Położenie tej malowniczej wsi nad rozlewiskami Nidy zachwyca nie od dziś. Oczarowani tą okolicą byli Julian Ursyn Niemcewicz, Jacek Malczewski, Ludwig Hieronim Morstin, Olga Boznańska, Józef Mehoffer oraz sam Stanisław August Poniatowski. Gościli ich we wspaniałym pałacu Pusłowscy oraz Morsztynowie. Po pałacu pozostały jedynie wspomnienia, byli właściciele wywędrowali w świat lecz na miejscu w dalszym ciągu panuje ta jedyna, niepowtarzalna atmosfera ponidziańskich łąk, rozległych krajobrazów, przełomów rzeki.
Ponidzie zawsze przyciągało swoim pięknem.
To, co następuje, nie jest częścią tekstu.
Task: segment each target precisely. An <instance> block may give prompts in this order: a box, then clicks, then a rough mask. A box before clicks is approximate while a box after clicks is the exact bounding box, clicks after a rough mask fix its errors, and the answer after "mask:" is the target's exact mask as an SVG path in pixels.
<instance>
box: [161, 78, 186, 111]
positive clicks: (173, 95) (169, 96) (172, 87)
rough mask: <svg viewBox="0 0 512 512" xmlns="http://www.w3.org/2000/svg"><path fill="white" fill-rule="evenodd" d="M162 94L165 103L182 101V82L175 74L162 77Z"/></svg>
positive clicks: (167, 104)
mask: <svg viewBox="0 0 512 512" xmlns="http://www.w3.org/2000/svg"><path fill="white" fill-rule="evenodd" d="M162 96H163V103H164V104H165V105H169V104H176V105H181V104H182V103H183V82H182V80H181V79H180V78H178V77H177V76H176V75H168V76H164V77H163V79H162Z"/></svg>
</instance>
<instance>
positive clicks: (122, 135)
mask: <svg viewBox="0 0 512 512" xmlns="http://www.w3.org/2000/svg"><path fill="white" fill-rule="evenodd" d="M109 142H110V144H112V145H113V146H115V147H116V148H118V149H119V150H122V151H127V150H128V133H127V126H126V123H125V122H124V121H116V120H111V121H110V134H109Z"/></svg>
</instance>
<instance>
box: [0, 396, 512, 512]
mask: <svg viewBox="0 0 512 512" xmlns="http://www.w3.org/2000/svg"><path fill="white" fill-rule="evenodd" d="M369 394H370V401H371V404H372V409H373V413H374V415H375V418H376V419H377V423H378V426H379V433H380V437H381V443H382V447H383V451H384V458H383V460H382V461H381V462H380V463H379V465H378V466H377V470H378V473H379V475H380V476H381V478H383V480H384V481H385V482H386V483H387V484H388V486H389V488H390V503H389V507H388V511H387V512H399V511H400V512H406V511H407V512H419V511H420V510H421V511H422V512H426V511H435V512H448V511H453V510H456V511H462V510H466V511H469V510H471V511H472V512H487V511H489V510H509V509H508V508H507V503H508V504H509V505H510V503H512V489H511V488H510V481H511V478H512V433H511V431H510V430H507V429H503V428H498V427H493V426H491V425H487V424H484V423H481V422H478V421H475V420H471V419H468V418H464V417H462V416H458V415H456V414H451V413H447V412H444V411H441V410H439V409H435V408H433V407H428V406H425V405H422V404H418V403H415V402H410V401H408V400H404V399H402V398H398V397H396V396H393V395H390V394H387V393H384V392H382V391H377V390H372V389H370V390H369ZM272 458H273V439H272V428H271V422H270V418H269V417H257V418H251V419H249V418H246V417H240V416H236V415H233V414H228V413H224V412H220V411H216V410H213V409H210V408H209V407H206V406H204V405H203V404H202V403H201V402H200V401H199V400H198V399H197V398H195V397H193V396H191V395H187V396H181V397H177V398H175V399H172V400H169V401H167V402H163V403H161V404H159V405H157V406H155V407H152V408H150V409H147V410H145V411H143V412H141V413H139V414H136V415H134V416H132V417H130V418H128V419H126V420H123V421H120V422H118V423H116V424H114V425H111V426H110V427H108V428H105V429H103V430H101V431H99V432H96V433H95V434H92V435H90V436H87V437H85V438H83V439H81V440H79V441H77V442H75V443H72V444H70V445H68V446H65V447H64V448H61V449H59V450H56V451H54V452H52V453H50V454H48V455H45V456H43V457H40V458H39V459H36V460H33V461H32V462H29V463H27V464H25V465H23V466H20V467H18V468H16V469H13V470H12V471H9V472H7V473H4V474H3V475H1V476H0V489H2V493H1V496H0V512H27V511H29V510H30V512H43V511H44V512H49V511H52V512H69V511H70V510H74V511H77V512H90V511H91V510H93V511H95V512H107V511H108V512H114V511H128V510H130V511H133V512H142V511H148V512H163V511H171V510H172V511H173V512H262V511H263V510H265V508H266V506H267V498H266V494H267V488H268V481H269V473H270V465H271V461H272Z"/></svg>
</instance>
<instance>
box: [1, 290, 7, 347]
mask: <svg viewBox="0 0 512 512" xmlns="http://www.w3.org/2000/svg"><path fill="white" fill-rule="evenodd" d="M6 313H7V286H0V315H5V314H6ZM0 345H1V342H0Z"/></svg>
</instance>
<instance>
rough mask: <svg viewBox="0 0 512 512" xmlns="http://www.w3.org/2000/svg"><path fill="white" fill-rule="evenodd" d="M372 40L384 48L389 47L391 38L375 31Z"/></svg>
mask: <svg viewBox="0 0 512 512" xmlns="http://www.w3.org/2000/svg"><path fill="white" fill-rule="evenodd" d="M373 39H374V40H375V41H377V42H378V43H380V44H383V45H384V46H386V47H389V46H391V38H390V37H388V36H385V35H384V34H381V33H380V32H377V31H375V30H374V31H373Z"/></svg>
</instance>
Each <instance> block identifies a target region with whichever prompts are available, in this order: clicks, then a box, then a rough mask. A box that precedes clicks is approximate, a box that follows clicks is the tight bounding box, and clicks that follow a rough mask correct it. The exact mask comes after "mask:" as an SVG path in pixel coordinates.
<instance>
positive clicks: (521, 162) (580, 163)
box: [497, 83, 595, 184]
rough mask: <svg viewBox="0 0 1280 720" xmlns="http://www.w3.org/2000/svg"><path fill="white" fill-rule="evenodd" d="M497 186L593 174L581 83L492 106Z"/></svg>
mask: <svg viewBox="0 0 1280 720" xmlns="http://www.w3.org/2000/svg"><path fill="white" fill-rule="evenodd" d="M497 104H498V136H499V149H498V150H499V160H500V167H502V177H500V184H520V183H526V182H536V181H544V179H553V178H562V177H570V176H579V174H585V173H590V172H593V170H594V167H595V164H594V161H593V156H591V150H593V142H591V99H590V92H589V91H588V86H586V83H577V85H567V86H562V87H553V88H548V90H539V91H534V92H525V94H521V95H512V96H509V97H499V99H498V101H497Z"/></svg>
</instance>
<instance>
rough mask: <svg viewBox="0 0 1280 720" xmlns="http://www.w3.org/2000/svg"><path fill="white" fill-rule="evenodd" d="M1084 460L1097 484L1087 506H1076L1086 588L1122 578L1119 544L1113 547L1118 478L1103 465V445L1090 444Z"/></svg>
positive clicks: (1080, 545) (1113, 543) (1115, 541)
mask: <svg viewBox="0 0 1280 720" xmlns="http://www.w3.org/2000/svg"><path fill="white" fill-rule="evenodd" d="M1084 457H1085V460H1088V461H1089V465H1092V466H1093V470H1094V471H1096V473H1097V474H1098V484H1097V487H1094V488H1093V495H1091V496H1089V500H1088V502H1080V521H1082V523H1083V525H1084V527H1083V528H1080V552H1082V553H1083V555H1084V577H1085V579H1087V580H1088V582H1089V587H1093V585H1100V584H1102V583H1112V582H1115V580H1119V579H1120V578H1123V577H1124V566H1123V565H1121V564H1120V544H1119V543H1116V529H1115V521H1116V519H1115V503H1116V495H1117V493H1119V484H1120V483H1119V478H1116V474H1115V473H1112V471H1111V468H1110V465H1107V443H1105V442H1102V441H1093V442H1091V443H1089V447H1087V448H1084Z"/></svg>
Nie zniszczyły go powodzie, wojny, rewolucje i inne kataklizmy. Zawsze odradzała się wiosną tutejsza przyroda i zawsze było świeżo, było piękne, jak w poezji Wojtka Belona:
Polami, polami, po miedzach, po miedzach,
Po błocku skisłym, w mgłę i wiatr
Nie za szybko, kroki drobiąc Idzie wiosna, idzie nam.
Rozłożyła wiosna spódnicę zieloną,
Przykryła błota bury błam
Pachnie ziemia ciałem młodym
Póki wiosny, póki trwa.
Rozpuściła wiosna warkocze kwieciste
Zbarwiały łąki niczym kram
Będzie odpust pod Wiślicą
Póki wiosna, póki trwa.
Ponidzie wiosenne, Ponidzie leniwe,
Prężysz się jak do słońca kot,
Rozciągnięte po tych polach,
Lichych lasach w pstrych łozinach,
Skałkach w słońcu rozognionym,
Nidą w łąkach roziskrzoną
Na Ponidziu wiosna trwa.
Na Ponidziu. A co ma owa cicha wieś wspólnego z synodami, i do tego, tajnymi? Ano, kiedyś takowe się tu odbywały.
W XVI wieku istniał tu zbór ariański, do którego przybywali ludzie z całej Europy. Ten region był prężnym ośrodkiem myśli ariańskiej aż do czasu wypędzenia braci polskich z kraju w 1632 roku. Po owej pamiętnej dla wszystkich polskich arian dacie Czarkowy stały się kilkukrotnie miejscem tajnych ariańskich synodów. Więcej na ten temat można dowiedzieć się na stronie Bracia Polscy
Tutaj należy jedynie przypomnieć Hieronima Moskorzewskiego oraz Andrzeja Wiszowatego - dwóch mieszkańców wsi Czarkowy, którzy pozostawili swój wielki wkład w szerzenie myśli ariańskiej na całą ówczesną Europę.
Od XVIII wieku do 1924 roku we wsi wydobywano również siarkę. Znajdowała się tutaj kopalnia tego "czarciego złota" wyposażona w kocioł parowy oraz dwa aparaty destylacyjne.